I am sure I was taught some of the in-depth facts, but somehow they had escaped me. I sat down at my computer and conducted a brief search about this man I knew little of. I learned that Martin Luther King was a very well educated man (he achieved a bachelor's, masters and a doctorate degree, and then went on to become the recipient of several honorary degrees as well).
Here I was, a child of private school (one of the best around), raised without the prejudices that many face each day, and a college degree had been reduced to the status of "long sought-after goal," that called to me from the distant caverns of my soul. This man, at the age of thirty-five, became the youngest recipient at the time, of the Nobel Peace Prize. He was not a man of great means, so I am certain the prize money of over fifty thousand dollars would have eased the burden, if not simply helped to cushion things a bit while raising his family, yet Mr.
King opted to turn his prize money over to the furtherance of the civil rights movement. Not only was he well-educated, and extremely accomplished, he was a man of purpose who really lived what he believed and what he spoke about. So, as I sit here, in my house in Moab, getting ready to serve pepper steak and zucchini, I realize the irony of my thoughts about Martin Luther King, Jr.
as they compare to the reality of my existence. It would be easy to pass judgment, and think Who is this white chick, with her privileged life, thinking she can now relate to the civil rights cause? But there is no need. I am not ignorant to the fact that many of those Dr. King worked hard to liberate were impoverished and broken spirited. They knew nothing of the advantages afforded someone like me and my sheltered, parochial school life. Yet, even though Dr.
King fought in the trenches against the injustices toward his fellow man, he soared with eagles as well. He respected men and women equally, whether wealthy or poor, well-educated or not. It would be more egregious for me, in my "privileged" situation, not to write about this great man. It is far better for me to pay homage to him, regardless of my social status, or level of Civil Rights ignorance. I am not one to ponder or spend valuable time in consideration of the reasons behind our nation's holidays, but in the case of Martin Luther King, Jr.

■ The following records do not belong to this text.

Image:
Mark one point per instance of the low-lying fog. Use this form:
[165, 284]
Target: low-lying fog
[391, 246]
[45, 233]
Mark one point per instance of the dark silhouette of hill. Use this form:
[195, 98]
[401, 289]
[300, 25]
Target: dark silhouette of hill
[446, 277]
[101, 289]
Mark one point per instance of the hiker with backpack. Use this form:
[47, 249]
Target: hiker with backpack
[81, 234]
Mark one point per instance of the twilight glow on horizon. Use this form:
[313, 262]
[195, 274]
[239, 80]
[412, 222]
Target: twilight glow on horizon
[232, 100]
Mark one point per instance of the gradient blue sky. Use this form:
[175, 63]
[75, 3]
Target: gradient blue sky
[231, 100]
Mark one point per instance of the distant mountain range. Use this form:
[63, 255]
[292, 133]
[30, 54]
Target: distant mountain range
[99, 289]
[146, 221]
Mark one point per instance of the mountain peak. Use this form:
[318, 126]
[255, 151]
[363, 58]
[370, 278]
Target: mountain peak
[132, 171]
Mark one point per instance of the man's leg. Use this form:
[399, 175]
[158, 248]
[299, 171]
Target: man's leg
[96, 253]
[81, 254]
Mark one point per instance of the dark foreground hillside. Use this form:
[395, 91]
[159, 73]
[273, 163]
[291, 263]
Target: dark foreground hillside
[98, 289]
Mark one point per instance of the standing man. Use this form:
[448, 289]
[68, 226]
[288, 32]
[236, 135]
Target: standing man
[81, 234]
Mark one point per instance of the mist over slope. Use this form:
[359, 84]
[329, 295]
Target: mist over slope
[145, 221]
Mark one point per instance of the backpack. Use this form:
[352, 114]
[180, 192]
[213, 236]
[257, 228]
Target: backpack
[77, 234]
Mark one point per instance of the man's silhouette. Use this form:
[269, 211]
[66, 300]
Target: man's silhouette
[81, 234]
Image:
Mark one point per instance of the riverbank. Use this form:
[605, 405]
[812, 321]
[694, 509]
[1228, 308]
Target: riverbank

Day, I am supremely aware of how much more enriched my mind and consciousness has become from doing so.
I will forever honor and revere the man, Dr. Martin Luther King, Jr. who overcame all odds to achieve great things on behalf of his people and his race. Aside from our nation's continued pursuit of civil rights among all Americans, there is no other statement that could capture the greatness of the man, validating all that he stood for, than to name a national holiday for him.